Each year, the proceeds benefit various environmentally related nonprofit groups, such as the Greenhouse Network, Clean Air-Cool Planet, Global Greengrants Fund, Chicago Wilderness, Potomac Conservancy, Gulf Coast Restoration Network and more. At first, Gigi says, many were skeptical that the effort could meet its target of $250,000. Instead, it raised over $300,000 — an amount that has grown sixfold to more than $1.5 million last year. Aveda’s Earth Month has also spread to 11 countries outside North America, including Japan, the UK and Iceland.
Earth Month isn’t just about raising money. Aveda also collects personal eco-pledges or signatures on petitions related to an environmental theme for each year. In years past, the themes have revolved around saving ancient forests, global warming and protecting endangered species. One year, Gigi says with apparent pride, 10% of all the signatures in the U.S. on a petition about protecting old-growth forests came from the Aveda network. A similar petition drive in Canada, she says, resulted in legislation to protect the Great Bear Rain Forest in British Columbia.
For Aveda, environmental activism was, no pun intended, a natural fit. “Like so many of our medicines, all of our company’s products come from plants,” she says. “We want to help people realize that we all have a stake in our environment.”
Though it’s difficult to quantify the return that Aveda has received on its investment, Gigi believes that environmentalism has paid dividends in the form of stronger brand loyalty. “A lot of times people feel better about pampering themselves when they know they’re doing good,” she says.
At the same time, she emphasizes that corporate social responsibility in this case is its own reward: “We’re not environmental for the sake of marketing.”
Instead, the company’s involvement in environmental issues is ingrained into the culture at Aveda. It is the foundation of its mission and is reiterated in the company’s core values. That, says Gigi, means Aveda is continuing to look for ways to “minimize our environmental footprint.”
For example, the company’s packaging sets the benchmark for recycled content in their industry (up to 80% PCR HDPE bottles and up to 100% PCR PET bottles)— and people at Aveda are teaching their counterparts at Esteé Lauder how to transform their own packaging. They’ve developed the first permanent hair color product that’s 97% naturally derived. In addition, Aveda has reached what some might call the holy grail of corporate environmental friendliness: they made a purchase of wind energy for all electricity used for manufacturing in their facility.

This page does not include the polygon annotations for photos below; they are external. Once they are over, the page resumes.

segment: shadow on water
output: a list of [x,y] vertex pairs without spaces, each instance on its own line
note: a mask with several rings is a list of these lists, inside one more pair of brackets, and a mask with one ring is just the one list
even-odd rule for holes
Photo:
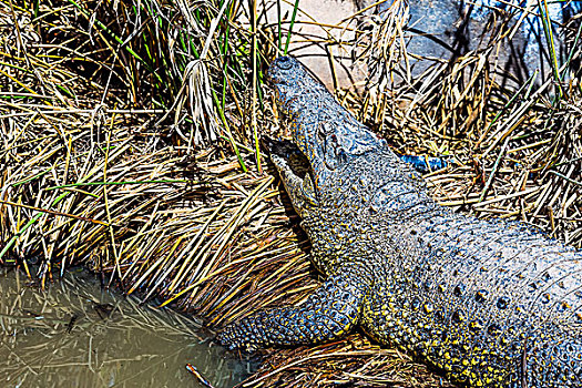
[[0,268],[0,386],[216,388],[252,371],[229,359],[200,325],[171,310],[139,306],[72,270],[47,290]]

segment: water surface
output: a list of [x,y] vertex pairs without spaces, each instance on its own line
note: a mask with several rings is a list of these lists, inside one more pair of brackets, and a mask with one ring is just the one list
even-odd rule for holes
[[186,364],[216,388],[248,375],[195,320],[72,272],[41,290],[0,268],[1,387],[205,387]]

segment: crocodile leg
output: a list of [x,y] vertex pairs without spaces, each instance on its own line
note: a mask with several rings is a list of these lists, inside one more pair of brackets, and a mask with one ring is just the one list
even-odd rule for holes
[[316,344],[339,338],[357,323],[366,289],[361,282],[337,274],[304,304],[259,312],[227,326],[218,341],[247,351],[263,346]]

On top of her usual day-to-day responsibilities, Gigi speaks about a dozen times each year on the environment to audiences in the Minneapolis area and around the country. “People can’t believe that Aveda cared so much to send me and want to teach other people,” she says.
It’s hard to imagine a better fit between a person, a company and a cause. Though Gigi says she has always cared about the environment, her career didn’t align with her passions. She owned a retail business in Philadelphia before coming to Owen.
Upon completing her MBA, she wanted to move to New York, so she accepted a position with an investment firm. “I realized it was so-o not for me,” she says. So she left that field and gradually found her way to Aveda. “I could never go to another company that doesn’t have a social or environmental mission,” she says now.
She does have one regret. When she was at Owen, she ran Gigi’s Not-So-Famous Café (in the space now occupied by the 8:10 Café). Looking back, she says, “I’m absolutely mortified that I used styrofoam cups with the coffee.”
But, she laughs, “at least I offered 25 cent refills if you brought your own mug. I had a lot to learn!”